I struck up a conversation with a lady at the next booth. She said she had four daughters and a son, but she felt the son was going to be special. She said her son told her half of this story, and a ghostlike figure named Shelby appeared to her one night and filled in the rest of the story. She asked if I wanted to hear the story.
I looked at my watch and said, “No.”
This is what she told me:
One day I was driving Billy to Fort Worth when he was just a kid. I don’t remember why he needed to go to Fort Worth, but it probably had something to do with sports. Billy always played every kind of sport, but he really, really liked chess and had tried out for the chess team. The day before the trip, he was informed that he didn’t make the chess team. He was really upset. I’d never seen him that upset for more than an hour or two.
All his life, Billy had always been the best at whatever he tried to do. He was always the first one picked. He had the prettiest girlfriends. He could make the Kessel run in less than four parsecs. He was an outstanding child. Every single thing he did was a success, until he tried to play chess.
He sat next to me in the truck and stared out the window the entire time. He didn’t want to talk. He didn’t even play with his Stretch Armstrong. Oh, how he loved to pull on that body.
Remember, that ghost named Shelby told me part of this story. That same day that poor Billy didn’t make the chess team, a coyote stepped on an old tin Miller High Life can not too far from our house. This coyote had been the best one of his litter. He was the first to walk. He was the biggest.
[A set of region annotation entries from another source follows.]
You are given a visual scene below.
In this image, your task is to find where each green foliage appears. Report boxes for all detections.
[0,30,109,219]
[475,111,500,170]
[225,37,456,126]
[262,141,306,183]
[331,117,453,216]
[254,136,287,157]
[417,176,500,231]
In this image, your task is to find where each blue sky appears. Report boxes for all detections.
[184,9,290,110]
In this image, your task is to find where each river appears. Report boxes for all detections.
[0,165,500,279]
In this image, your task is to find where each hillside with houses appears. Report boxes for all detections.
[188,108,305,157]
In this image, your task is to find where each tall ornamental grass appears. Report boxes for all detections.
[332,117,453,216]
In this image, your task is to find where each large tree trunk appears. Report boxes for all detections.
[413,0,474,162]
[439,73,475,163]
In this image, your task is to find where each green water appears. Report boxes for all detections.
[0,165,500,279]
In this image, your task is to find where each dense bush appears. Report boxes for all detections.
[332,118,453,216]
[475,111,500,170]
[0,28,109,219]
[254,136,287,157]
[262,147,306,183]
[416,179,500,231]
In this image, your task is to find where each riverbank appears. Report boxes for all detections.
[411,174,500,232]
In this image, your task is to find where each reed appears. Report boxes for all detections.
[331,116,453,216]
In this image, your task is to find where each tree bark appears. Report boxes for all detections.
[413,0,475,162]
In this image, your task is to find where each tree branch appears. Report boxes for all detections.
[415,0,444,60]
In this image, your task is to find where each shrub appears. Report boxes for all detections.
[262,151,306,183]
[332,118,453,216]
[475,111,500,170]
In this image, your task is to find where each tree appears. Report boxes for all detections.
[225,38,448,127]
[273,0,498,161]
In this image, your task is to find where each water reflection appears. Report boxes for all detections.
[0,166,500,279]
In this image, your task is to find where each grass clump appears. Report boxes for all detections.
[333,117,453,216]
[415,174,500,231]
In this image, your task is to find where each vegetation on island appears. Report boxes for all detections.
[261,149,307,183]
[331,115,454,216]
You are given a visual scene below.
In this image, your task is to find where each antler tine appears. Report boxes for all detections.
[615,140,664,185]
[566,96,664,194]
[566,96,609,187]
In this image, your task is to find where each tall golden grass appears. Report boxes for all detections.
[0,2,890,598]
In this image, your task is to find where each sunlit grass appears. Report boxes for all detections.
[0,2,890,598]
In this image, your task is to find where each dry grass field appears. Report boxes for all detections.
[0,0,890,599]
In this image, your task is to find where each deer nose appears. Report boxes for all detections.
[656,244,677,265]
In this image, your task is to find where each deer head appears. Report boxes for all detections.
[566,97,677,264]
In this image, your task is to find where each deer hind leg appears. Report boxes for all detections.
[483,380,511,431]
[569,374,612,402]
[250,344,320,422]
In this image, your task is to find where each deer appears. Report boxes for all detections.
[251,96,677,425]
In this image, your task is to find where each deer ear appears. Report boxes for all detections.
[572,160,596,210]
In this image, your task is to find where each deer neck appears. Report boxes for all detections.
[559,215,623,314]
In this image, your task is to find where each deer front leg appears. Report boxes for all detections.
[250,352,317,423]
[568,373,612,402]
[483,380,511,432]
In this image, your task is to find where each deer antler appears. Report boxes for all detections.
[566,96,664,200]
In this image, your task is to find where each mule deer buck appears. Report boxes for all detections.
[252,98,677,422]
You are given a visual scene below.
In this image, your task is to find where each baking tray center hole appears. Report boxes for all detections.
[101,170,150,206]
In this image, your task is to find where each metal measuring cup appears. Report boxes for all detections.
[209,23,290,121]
He always got the best of his brothers and sisters during coyote play time. He went out on his own first. He had a healthy coat, which is unheard of from Coyotes in these parts. He was truly the king of the coyotes.
The coyote didn’t think much of his cut paw, but later that night he began to feel weak. The next day he could barely walk. He didn’t have the energy to hunt or scavenge for food. It took all of his strength to limp out from near the crick bottom and lie down next to the road. He spent his last day licking his infected paw and waiting to die. He wondered what went wrong. He had been the strongest coyote he had ever seen, but a can of beer turned him into an incoherent, dying sick animal.
The coyote watched a truck drive by. In the passenger seat was a boy who stared at the coyote as his mother drove him somewhere. I wish I was that boy, thought the coyote. I wouldn’t be dying here by the road.
Well, you guessed it. We were the ones driving down that road. We drove right by that coyote. I didn’t see it, but Billy sure did. Yes, he saw it. And you know what? He wished to God right then that he was a coyote. Coyotes have it easy, he thought. They don’t have to play chess. They just had to eat and make coyote love with other coyotes. Billy wished he was that coyote. Isn’t that sad? That animal was in a lot of pain because of beer cans, and Billy wished he was that coyote.
That ghost, Shelby, he told me that Billy will use the chess failure to his advantage, but that he might take it too far. Shelby told me that the promised land was his home, and one day it will be Billy’s home, too. Shelby, he told me to tell Billy to stay in the promised land, and to not try to go somewhere else where the people will hate and be even stupider.
I don’t know. Right now he’s at a junior college. I don’t where this promised land is, but I sure hope Shelby was right, and I’ll tell Billy what’s right and that he needs to stay put.
After she finished her story and took a sip of Dairy Queen coffee.
“That sure was an interesting story, miss,” I said. “It’s been a pleasure meeting you.”
I took off from that Dairy Queen and vowed to live the rest of my life in the city, where you can just ignore insane people.